Именно так протекали в пору моего детства счастливые годы франкфуртцев. Но едва 28 августа 1756 года мне минуло семь лет, как разразилась известная всему свету война, которая оказала немалое влияние на последующие семь лет моей жизни. Прусский король Фридрих Второй с шестидесятитысячной армией вторгся в Саксонию и, вместо предварительного объявления войны, издал манифест, как говорили, им лично составленный, в котором излагались причины, будто бы дававшие ему право на этот неслыханный шаг. Мир, нежданно оказавшийся в положении не только зрителя, но и судьи, тотчас же раскололся на две партии, и наша семья в малом как бы олицетворяла картину великого целого.

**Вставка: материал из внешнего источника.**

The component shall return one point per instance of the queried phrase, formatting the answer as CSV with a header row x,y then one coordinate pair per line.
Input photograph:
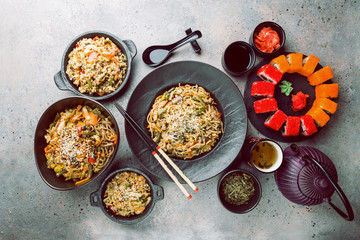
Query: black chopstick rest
x,y
194,43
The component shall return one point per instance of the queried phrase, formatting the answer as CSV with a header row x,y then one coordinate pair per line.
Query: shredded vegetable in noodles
x,y
80,142
128,193
185,122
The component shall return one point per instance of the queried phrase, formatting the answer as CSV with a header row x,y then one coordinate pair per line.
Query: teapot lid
x,y
302,181
313,184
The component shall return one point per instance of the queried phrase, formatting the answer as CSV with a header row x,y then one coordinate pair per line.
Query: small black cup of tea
x,y
238,58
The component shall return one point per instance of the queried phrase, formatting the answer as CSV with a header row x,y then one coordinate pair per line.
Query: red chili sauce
x,y
299,101
267,40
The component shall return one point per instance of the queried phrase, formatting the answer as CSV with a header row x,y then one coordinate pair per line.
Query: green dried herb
x,y
286,87
238,188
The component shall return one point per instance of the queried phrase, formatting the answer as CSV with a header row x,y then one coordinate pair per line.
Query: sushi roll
x,y
309,65
307,125
320,117
326,104
320,76
265,105
262,89
270,73
292,126
327,90
295,61
276,120
281,63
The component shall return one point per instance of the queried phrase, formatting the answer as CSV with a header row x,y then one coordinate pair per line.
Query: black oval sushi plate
x,y
299,83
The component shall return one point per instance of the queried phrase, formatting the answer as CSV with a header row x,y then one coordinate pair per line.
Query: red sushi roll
x,y
262,89
276,120
270,73
265,105
308,126
292,127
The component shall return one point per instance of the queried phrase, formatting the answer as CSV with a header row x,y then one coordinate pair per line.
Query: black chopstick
x,y
156,150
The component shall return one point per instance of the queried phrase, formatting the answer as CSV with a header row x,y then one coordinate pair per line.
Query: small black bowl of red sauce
x,y
268,39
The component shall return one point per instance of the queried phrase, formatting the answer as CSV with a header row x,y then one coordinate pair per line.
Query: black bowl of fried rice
x,y
127,196
76,139
96,65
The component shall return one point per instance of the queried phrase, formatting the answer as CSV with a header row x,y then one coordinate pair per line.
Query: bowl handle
x,y
132,48
59,81
158,192
350,213
95,199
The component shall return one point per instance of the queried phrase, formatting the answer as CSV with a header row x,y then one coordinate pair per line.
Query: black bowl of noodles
x,y
239,191
127,50
91,161
155,193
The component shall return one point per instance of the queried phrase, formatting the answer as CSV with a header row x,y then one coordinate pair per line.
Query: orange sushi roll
x,y
320,117
326,104
295,61
327,90
320,76
281,63
309,65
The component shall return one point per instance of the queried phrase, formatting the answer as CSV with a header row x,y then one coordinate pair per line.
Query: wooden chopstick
x,y
156,150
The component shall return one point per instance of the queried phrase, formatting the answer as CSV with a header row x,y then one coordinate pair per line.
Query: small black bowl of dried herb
x,y
239,191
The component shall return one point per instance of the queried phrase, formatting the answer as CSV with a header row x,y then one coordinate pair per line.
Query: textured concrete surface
x,y
33,36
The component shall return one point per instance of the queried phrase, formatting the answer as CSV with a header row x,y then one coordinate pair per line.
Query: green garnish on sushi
x,y
286,87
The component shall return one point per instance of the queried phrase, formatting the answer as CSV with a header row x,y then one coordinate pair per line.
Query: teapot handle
x,y
350,213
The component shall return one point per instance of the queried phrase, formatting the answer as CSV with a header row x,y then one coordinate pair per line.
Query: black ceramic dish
x,y
244,208
63,82
280,31
222,89
299,83
48,175
238,58
96,199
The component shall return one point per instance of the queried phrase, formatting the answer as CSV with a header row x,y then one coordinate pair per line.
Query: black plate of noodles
x,y
229,102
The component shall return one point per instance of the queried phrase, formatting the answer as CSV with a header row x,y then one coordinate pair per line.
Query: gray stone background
x,y
33,36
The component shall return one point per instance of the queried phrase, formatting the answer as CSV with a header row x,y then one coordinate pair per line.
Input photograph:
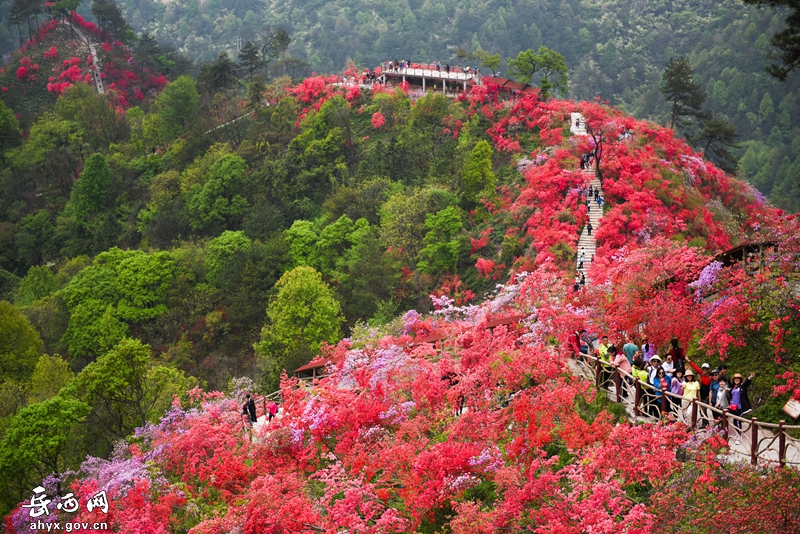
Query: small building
x,y
430,76
313,369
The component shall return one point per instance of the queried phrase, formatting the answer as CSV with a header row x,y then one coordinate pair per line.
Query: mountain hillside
x,y
615,49
444,233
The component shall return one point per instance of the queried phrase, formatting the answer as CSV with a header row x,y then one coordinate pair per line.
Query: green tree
x,y
50,375
678,86
20,345
403,222
217,201
177,106
220,251
39,282
110,18
716,137
478,178
786,41
302,315
142,284
92,191
101,124
35,239
125,390
272,44
49,162
490,61
766,108
548,65
37,444
10,135
218,75
146,52
250,58
92,330
442,243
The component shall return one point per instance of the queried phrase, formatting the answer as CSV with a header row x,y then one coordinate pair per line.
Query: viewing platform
x,y
428,76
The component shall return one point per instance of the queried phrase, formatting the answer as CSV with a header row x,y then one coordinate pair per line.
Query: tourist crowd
x,y
674,372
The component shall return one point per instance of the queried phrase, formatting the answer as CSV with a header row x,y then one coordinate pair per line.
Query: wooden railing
x,y
751,439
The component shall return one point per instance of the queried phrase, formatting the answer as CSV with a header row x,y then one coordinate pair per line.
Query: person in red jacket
x,y
705,379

Мой дед, в качестве главного судьи города Франкфурта несший коронационный балдахин над Францем Первым и получивший из рук императрицы массивную золотую цепь с ее портретом, вместе со всеми своими зятьями и дочерьми держал сторону Австрии. Отец, возведенный Карлом Седьмым в званье имперского советника, душевно скорбел об участи злосчастного монарха и потому заодно с меньшинством в семье стоял за Пруссию. Вскоре разладились и воскресные семейные встречи, неизменные в течение долгого ряда лет. Заурядные родственные несогласия теперь вдруг обрели определенную форму. За столом спорили, отпускали колкости, кто замыкался в молчанье, кто разражался внезапным гневом. Дед мой, прежде веселый, спокойный и покладистый человек, нередко выходил из себя. Женщины тщетно пытались погасить разбушевавшееся пламя, и после нескольких пренеприятных сцен мой отец первым прекратил эти встречи. Теперь мы могли без помехи радоваться дома прусским победам, о которых нам обычно с буйной радостью возвещала ранее упомянутая восторженная тетушка. Все остальные интересы уступили место политическим, и остаток года прошел в непрекращающейся ажитации. Занятие Дрездена, первоначальная осмотрительность короля, его медленные, но верные успехи — победа при Ловозице, пленение саксонцев — считались триумфами нашей партии. Заслуги врагов Пруссии отрицались или приуменьшались, а поскольку той же тактики держалась противная сторона, стычки между родственниками происходили даже при встречах на улице, как в «Ромео и Джульетте».
Итак, я тоже горой стоял за пруссаков, вернее, за Фридриха, ибо на что нам сдалась Пруссия? Но личность великого короля покоряла все умы. Вместе с отцом я радовался нашим успехам, охотно переписывал победные песни, но еще охотнее сатирические куплеты, высмеивающие врагов короля, несмотря на то что стишки были довольно-таки плоскими.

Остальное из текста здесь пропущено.